Born and raised in Yaoundé, Cameroon, Just Wôan first drew the world before he sang it. As a curious child, he observed everything: faces, markets, the golden dust of late afternoons. That attentive eye for detail found its way onto paper with a precision that already impressed his teachers. In adolescence, he won several drawing awards, culminating in an invitation—at just fifteen years old—to the first edition of the Yaoundé Caricature Festival, alongside the legendary Jean Plantu, cartoonist for Le Monde. Years later, in a twist of fate, he met Plantu again in Paris during a radio program where both were guests. The master asked him, “Do you still draw?” To which Just Wôan replied with a smile, “I simply traded my pencil for a guitar.” In that touch of humor lies the story of a creator in constant transformation.
A self-taught multi-instrumentalist, Just Wôan has established himself as one of the most distinctive musicians of his generation. Though born in Yaoundé, it is from the small village of Bafia—his maternal homeland—that comes the language he now carries onto the world’s greatest stages. In a striking irony, he is today the only artist in the world singing in the Bafia language on the most prestigious jazz stages across the globe.
Since the release of his first album, Des Reines, in 2011—praised by Cameroonian critics for its freshness, harmonic boldness, and the sincerity of its writing—Just Wôan has continually expanded his artistic horizons. Where others confine themselves to a single style, he has made curiosity his aesthetic. Each project is an exploration, an effort to broaden the contours of African music without ever betraying its roots.
His voice, remarkable in range, unfolds as an instrument in its own right: deep, supple, and embodied, capable of carrying both the intimacy of an acoustic ballad and the power of a polyrhythmic chorus. It moves from velvety lows to crystalline highs with near-instinctive ease, as if his breath itself carried the memory of multiple continents.
Just Wôan


His seven albums form a sonic cartography in which Bantu rhythms intersect with Afro-Cuban pulses, jazz harmonies, soul colors, and contemporary urban textures. Throughout, one hears the same signature: an art of fusion that never seeks effect for its own sake, but emotion—a subtle dialogue between tradition and modernity, the sacred and the secular, Africa and the world.
An insatiable artist, Just Wôan explores, assembles, and transcends rhythms with the precision of a goldsmith.

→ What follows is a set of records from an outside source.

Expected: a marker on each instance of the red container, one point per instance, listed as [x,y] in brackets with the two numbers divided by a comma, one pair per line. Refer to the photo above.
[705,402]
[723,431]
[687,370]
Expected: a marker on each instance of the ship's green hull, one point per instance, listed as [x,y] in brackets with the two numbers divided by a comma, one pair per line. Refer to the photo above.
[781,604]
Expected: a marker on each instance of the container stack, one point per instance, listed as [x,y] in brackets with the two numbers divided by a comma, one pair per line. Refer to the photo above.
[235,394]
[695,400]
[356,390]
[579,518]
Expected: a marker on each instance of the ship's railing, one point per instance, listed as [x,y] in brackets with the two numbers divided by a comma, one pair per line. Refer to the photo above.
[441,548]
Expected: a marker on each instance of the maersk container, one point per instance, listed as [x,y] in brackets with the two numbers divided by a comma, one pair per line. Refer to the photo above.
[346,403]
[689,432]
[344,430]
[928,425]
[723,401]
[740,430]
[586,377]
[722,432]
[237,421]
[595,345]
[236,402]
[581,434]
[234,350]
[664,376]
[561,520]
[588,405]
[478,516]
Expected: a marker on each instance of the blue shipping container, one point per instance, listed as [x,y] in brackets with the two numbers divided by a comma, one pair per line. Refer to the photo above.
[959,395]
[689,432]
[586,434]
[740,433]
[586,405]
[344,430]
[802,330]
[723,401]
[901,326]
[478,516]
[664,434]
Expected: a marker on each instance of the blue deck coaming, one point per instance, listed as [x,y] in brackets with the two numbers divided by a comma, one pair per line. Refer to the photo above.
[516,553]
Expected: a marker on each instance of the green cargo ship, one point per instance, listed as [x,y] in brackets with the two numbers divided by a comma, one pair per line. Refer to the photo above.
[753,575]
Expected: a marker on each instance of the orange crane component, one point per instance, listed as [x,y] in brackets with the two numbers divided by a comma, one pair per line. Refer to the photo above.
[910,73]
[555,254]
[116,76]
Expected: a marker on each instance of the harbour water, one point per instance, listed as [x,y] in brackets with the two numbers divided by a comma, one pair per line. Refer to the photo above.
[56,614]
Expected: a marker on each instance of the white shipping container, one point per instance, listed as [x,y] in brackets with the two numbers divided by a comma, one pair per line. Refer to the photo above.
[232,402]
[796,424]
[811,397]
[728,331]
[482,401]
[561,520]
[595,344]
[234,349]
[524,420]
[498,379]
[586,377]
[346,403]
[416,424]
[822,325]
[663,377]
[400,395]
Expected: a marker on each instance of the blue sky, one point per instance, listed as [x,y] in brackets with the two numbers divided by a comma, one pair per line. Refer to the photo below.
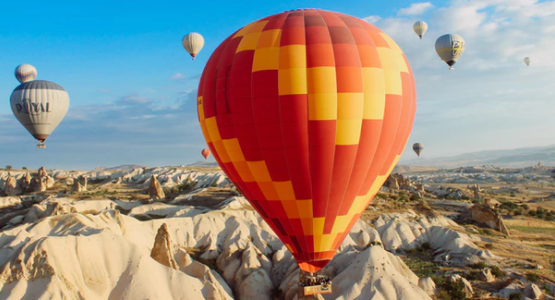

He does not juxtapose influences; he sculpts them, polishes them, and melts them into a sonic material that is uniquely his own. This rigor and freedom have made him one of the most respected musicians on the Montreal scene.

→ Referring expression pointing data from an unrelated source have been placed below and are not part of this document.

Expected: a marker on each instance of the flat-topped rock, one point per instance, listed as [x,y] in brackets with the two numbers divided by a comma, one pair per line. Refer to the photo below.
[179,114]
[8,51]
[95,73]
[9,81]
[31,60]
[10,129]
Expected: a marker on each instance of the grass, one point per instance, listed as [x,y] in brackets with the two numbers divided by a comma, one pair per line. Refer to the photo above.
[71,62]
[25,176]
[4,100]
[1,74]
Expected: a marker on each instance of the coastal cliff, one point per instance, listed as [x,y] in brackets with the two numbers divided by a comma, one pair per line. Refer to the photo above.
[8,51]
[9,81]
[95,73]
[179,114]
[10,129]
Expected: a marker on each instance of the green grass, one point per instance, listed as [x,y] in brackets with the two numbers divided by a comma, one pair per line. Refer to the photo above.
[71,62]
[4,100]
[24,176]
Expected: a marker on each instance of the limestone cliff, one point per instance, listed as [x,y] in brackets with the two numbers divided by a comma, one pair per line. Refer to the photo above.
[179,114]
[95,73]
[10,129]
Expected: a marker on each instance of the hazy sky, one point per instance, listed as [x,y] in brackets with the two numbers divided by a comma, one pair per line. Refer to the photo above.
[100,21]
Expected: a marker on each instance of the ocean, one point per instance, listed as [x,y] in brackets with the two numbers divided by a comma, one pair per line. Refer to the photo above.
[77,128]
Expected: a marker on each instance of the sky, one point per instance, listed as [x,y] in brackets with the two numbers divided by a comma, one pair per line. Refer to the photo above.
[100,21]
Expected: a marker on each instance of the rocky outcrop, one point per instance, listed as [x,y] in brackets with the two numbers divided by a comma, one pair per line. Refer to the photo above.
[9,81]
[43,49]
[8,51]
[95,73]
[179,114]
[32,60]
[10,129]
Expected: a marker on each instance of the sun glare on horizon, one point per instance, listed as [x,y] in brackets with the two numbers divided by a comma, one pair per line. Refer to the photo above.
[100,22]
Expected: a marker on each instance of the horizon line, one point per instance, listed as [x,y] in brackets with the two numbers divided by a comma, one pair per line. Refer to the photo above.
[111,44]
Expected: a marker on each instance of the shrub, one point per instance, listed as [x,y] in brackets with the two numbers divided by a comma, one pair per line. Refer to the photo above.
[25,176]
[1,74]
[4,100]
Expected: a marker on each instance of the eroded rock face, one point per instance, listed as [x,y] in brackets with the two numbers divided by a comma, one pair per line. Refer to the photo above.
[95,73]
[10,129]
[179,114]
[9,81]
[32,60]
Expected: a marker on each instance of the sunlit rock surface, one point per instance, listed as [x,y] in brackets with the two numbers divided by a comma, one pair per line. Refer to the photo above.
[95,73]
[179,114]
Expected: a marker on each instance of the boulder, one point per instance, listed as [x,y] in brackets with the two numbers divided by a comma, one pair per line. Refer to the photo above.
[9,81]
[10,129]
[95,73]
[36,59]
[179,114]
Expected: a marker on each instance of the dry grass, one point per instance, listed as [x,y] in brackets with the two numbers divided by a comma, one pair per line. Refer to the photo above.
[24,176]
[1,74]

In 2017, he founded his own label in Montreal, Productions Miss-Meuré, conceived as a laboratory for creation and transmission. Over the years, the label has become a true artistic incubator, discovering and supporting dozens of emerging artists from the new Montreal generation. As a producer, arranger, and composer, Just Wôan has signed and produced numerous albums, each bearing his hallmark: a balance between musical rigor and openness to the world.
Beyond success, however, remains an intimate—almost spiritual—quest: to build bridges between cultures, to demonstrate that music, when sincere, belongs to no territory except that of the human heart.

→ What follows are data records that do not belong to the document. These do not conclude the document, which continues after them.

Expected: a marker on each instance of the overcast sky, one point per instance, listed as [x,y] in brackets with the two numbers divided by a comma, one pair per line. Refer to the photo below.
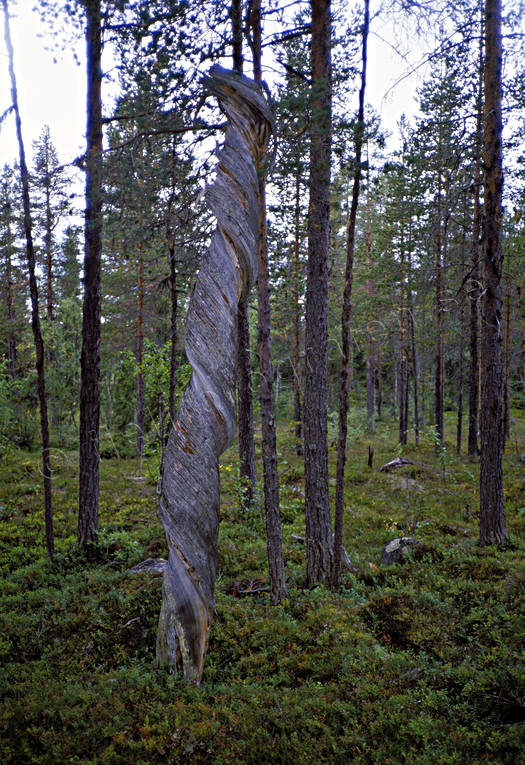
[54,93]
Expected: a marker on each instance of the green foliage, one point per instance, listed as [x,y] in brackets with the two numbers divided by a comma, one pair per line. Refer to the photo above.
[156,373]
[18,410]
[415,662]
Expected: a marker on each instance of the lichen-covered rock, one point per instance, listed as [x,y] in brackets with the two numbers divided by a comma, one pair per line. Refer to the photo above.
[397,549]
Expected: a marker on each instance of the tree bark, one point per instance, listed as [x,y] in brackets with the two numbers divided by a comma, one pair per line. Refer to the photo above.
[205,422]
[173,330]
[345,319]
[475,276]
[319,552]
[297,375]
[140,355]
[35,315]
[274,540]
[247,465]
[459,428]
[369,339]
[12,353]
[438,379]
[506,378]
[492,511]
[91,309]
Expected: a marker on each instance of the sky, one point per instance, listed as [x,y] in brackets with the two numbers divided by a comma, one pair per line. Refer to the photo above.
[48,93]
[54,93]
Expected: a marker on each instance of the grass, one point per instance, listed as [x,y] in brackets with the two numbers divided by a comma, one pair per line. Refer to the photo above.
[420,662]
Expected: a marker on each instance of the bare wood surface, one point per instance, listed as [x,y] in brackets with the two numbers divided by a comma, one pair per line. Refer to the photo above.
[399,462]
[205,422]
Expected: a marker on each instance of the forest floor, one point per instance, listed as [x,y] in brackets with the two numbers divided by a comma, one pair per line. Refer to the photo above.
[419,662]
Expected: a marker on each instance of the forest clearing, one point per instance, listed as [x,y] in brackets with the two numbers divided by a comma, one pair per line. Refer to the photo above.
[262,430]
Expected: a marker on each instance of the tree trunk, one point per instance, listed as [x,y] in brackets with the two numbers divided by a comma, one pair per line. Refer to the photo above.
[35,315]
[369,339]
[438,379]
[461,334]
[345,319]
[379,375]
[91,310]
[140,355]
[474,280]
[506,381]
[492,511]
[247,465]
[274,540]
[297,376]
[205,422]
[12,353]
[415,365]
[319,551]
[173,331]
[403,352]
[236,19]
[48,241]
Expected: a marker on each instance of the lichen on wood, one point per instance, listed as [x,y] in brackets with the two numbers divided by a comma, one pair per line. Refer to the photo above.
[205,423]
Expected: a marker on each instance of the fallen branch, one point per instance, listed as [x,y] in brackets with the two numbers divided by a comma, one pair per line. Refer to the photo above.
[399,462]
[344,555]
[150,566]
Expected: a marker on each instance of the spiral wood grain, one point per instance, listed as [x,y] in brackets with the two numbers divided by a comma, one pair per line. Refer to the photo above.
[205,422]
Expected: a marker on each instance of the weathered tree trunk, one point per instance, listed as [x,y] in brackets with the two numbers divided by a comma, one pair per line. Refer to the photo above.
[506,378]
[319,552]
[345,319]
[492,511]
[247,465]
[274,542]
[91,309]
[140,355]
[459,428]
[205,422]
[35,315]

It is with Bantü Salsa, the collective he founded in Montreal in 2020, that Just Wôan has emerged as an essential voice on the global stage. The idea was simple: to unite the rhythms of his Bantu roots with the fevered cadence of Afro-Caribbean music, creating a sound that crosses borders as much as it celebrates them. Very quickly, Bantü Salsa became more than a project—it became a movement.
On stage, everything seems to converse: the drums call, the horns respond, the voices rise, intertwine, and overlap. At the heart of this alchemy, Just Wôan directs, sings, and drives the pulse. He imposes nothing; he channels energy, with the rare elegance of artists who understand that virtuosity only matters when it serves joy. His bass—whether four or five strings—does more than accompany; it narrates. It is the guiding thread, the rhythmic signature linking continents.
Since its creation, Bantü Salsa has toured the globe, performing at some of the most prestigious jazz festivals: Montreux, Breda, New York, Toronto, Markham, Milton, and even the legendary Blue Note clubs in Beijing and Tokyo. Everywhere, the same exhilaration: incandescent groove, musical sophistication wrapped in humanity. Critics speak of a “quiet revolution,” of a “new urban Africa” carried by an artist who refuses labels.
When asked whether he has become a bassist, he smiles: “I am only a self-taught singer.” Yet behind that modesty lies the stature of a true bandleader, a cultural bridge-builder who, like Manu Dibango, Hugh Masekela, or Richard Bona, turns music into a space of freedom and encounter.
With Bantü Salsa, Just Wôan does not merely play notes—he draws a world.